Mike Papantonio: The FDA hears this message from the manufacturer. That is that gee whiz everything’s okay. Now the FDA knows that they weren’t told the truth. What does the FDA do now to correct the problem? Is there any kind of publication campaign? Are they getting the television? Are they trying to correct this big lie that’s out there? What’s happening?
John Restaino: Well, there’s not much happening. The FDA has required the manufacturer to conduct post marketing approval studies, meaning phase four studies. But that’s something that many times is not done and can take many years to conduct. In the meantime, there has not been a safety alert sent out to physicians. They’re not being told to evaluate the patients for any of the signs and symptoms of these cardiovascular events that we’re seeing with the other drugs. The FDA, once again, is falling down on the job.
Mike Papantonio: Well, I mean you bring up the point. There are things that can be done once a product is put on the market, you can then say, ‘Okay, well we have to do some things now to correct our screw up to begin with.’ When this is another major mess up by the FDA where they’re not doing their job. There’s no other way to put it. They could have looked at the clinicals. They could have seen that the clinicals were gamed. They could have seen if they were missing. They could have seen if they were extensive enough. There were a lot of things they could have done. They could have looked at the power aspect of the studies that were done. Here. They now mess up again. The FDA messes up again. And they have ways to correct it. They can send out alert letters, as you point out. They can start a public service kind of campaign. What other things can they do, John?
John Restaino: They have many things available to them. As you just mentioned, the public service campaign can be important.

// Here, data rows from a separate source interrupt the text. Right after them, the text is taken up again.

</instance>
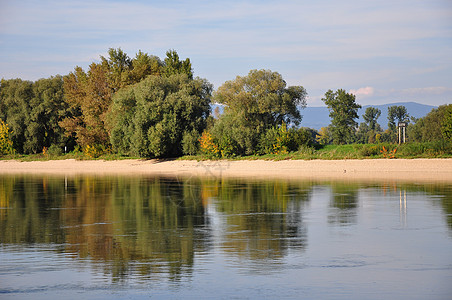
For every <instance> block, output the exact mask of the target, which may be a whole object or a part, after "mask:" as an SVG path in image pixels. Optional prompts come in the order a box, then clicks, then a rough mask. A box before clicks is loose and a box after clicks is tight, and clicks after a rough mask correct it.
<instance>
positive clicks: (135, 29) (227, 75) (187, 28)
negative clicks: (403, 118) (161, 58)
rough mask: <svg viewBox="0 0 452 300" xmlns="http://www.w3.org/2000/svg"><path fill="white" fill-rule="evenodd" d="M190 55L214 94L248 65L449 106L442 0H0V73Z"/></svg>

Every patient has a right to know of the serious effects associated with the drugs that they’re taking. These adverse events that are being recognized with Actemra are inherent in the entire class and the other drugs are warning of. The FDA should be sending, as we mentioned, a safety alert to the doctors, so when doctors are putting the patients on this drug, they’re now monitoring them for the early signs and symptoms of cardiovascular disease, interstitial lung disease and pancreatitis. All of which have been found to be increased when taking this drug.
Mike Papantonio: Okay, now. Look, you’re sitting here both as a medical doctor and as an attorney. Wearing both of those hats, what is happening with the drug industry in general to where we, it’s almost weekly, where we do a story just like this to where we find out they just haven’t told the truth? A drug manufacturer has again lied to consumers. Consumers have died because the company has lied. FDA has dropped the ball because the company has lied. What is this trend that we’re seeing? In about 30 seconds or so, what’s your take on this trend?

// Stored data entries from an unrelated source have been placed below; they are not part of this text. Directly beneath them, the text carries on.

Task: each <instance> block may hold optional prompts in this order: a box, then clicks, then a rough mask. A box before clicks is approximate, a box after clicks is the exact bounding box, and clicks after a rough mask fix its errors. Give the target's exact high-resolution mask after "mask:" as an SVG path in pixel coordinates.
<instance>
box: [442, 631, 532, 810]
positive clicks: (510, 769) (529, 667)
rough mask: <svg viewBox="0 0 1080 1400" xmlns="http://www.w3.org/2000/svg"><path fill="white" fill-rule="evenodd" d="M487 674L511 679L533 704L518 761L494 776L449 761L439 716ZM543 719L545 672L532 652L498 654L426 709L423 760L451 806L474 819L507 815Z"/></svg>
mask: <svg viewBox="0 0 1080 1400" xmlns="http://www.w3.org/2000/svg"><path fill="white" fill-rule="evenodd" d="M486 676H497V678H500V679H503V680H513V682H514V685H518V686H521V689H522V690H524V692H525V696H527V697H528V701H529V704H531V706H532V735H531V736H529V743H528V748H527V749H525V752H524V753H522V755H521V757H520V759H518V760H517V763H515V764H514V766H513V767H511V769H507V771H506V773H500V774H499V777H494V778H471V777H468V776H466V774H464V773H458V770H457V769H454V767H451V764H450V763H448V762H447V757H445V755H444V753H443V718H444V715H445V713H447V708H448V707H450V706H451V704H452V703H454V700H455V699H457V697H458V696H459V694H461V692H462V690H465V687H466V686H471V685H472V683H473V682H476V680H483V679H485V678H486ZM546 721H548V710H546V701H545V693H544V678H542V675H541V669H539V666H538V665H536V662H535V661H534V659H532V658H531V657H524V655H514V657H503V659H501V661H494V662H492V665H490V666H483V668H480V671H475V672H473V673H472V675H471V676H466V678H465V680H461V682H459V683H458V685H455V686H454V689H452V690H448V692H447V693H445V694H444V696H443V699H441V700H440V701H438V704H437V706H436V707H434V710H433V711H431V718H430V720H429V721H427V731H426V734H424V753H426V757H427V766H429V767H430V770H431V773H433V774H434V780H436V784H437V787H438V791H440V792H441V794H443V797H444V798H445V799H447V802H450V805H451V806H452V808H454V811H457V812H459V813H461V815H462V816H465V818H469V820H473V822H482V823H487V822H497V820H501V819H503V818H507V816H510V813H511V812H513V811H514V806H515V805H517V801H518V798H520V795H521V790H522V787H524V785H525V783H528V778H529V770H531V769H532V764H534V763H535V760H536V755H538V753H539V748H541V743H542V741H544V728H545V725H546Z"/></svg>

John Restaino: Big pharma is going to continue to do this because of the monetary advantages for as long as they can. We can go back to Vioxx. I the clinical trials of Vioxx, they knew there was an increased risk of cardiovascular disease. They hid it from the FDA until it came out in the public as more and more people took these drugs. It’s exactly what we’re seeing with Actemra right now. The reports to the FDA itself is showing a markedly increased risk.
Mike Papantonio: Yeah. It seems to be what we have to live with. I tell everybody, unless a drug has been on the market for more than 10 years, why would you take a risk with a drug? John, thanks for joining me.